Interrogé, l’Office fédéral de l’environnement (OFEV) affirme que les résidus de l’usine d’incinération dépassent les valeurs limites d’utilisation pour la production de ciment. Ils ne peuvent pas non plus être dilués. «Les décharges sont donc incontournables pour éviter que des matériaux contaminés (…) ne se retrouvent dans l’environnement», explique l’OFEV. Mais il indique aussi qu’en Suisse, six millions de tonnes de déchets de démolition et douze millions de tonnes de matériaux d’excavation se retrouvent en décharges chaque année alors qu’ils respectent les valeurs limite et seraient utilisables dans la construction.
Le Japon intéressé
«Interesting!»… «Very, very interesting!»: durant la visite, les représentants d’Hitachi Zosen exaltent ouvertement les attraits de la KEZO. Sachiko Oochi, qui conduit la délégation, ne le cache pas, «les dimensions de l’usine m’ont surprise».

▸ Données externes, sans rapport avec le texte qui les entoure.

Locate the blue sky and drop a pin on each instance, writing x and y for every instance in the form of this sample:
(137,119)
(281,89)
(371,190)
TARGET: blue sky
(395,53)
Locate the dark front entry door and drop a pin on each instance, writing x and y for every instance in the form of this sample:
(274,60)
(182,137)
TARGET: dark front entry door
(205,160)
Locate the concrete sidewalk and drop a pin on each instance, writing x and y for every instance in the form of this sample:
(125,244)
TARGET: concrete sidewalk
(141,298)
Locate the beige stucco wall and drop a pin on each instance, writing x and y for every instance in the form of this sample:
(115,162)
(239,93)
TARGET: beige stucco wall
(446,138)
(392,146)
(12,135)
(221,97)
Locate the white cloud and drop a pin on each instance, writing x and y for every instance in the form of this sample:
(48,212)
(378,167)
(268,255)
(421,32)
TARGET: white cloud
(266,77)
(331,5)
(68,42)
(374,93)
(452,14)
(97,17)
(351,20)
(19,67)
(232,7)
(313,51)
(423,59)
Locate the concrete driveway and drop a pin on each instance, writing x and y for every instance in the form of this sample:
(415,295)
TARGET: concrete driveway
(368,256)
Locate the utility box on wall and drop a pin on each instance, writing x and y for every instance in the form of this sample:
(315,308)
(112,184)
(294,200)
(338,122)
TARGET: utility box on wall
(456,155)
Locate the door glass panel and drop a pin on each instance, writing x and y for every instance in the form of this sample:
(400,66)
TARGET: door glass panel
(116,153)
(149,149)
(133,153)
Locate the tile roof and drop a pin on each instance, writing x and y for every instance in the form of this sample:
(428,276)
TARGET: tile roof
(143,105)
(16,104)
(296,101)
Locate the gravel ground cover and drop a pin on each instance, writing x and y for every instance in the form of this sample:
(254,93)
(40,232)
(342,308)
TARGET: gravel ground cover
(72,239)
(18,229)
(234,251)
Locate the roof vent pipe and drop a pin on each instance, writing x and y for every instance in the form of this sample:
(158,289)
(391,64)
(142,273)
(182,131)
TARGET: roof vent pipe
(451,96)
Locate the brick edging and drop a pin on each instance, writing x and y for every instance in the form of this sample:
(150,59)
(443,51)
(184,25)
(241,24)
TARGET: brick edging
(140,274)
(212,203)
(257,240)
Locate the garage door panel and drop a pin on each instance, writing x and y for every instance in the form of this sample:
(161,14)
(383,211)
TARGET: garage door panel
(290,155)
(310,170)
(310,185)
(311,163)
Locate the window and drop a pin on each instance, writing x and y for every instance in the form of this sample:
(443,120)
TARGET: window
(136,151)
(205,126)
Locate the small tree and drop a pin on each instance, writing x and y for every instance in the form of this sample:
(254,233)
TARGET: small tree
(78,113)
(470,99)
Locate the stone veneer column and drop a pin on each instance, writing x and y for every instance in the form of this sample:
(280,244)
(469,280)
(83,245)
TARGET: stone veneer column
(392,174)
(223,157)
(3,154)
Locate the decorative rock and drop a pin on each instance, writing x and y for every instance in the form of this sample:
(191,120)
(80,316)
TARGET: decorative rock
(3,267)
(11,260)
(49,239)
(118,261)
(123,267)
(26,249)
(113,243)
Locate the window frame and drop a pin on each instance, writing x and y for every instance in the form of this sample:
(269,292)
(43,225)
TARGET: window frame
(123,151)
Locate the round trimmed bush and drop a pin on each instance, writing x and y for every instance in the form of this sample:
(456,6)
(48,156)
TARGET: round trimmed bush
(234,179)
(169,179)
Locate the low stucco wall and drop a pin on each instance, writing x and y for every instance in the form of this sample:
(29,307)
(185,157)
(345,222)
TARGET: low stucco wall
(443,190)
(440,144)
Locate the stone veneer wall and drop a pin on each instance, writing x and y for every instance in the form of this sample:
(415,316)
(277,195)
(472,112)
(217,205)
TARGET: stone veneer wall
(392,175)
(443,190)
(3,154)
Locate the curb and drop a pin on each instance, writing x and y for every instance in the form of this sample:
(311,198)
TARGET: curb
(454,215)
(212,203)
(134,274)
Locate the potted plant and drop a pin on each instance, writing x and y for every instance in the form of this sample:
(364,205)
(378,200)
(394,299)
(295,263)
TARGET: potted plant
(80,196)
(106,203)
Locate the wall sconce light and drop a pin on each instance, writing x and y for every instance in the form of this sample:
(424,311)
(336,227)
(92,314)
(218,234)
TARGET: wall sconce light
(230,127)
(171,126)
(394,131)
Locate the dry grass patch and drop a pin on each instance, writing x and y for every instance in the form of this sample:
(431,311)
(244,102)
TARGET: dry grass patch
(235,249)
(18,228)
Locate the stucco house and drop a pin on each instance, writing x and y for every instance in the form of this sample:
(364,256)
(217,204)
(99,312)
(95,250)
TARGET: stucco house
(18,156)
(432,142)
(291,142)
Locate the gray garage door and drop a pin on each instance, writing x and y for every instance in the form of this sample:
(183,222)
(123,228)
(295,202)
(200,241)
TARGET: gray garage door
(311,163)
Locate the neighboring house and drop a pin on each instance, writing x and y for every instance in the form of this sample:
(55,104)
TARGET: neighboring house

Parmi la masse d’informations recueillies, la cheffe du département de recherche d’Hitachi Zosen relève que dans son pays, le contenu des cendres tirées des ordures présente un autre visage. «Il s’agit d’étudier soigneusement la possibilité pour le Japon d’emprunter la même voie. Mais à mon avis, la réflexion en vaut la chandelle.» Il se pourrait donc que là-bas aussi, on se mette bientôt à quêter de l’or dans les ordures.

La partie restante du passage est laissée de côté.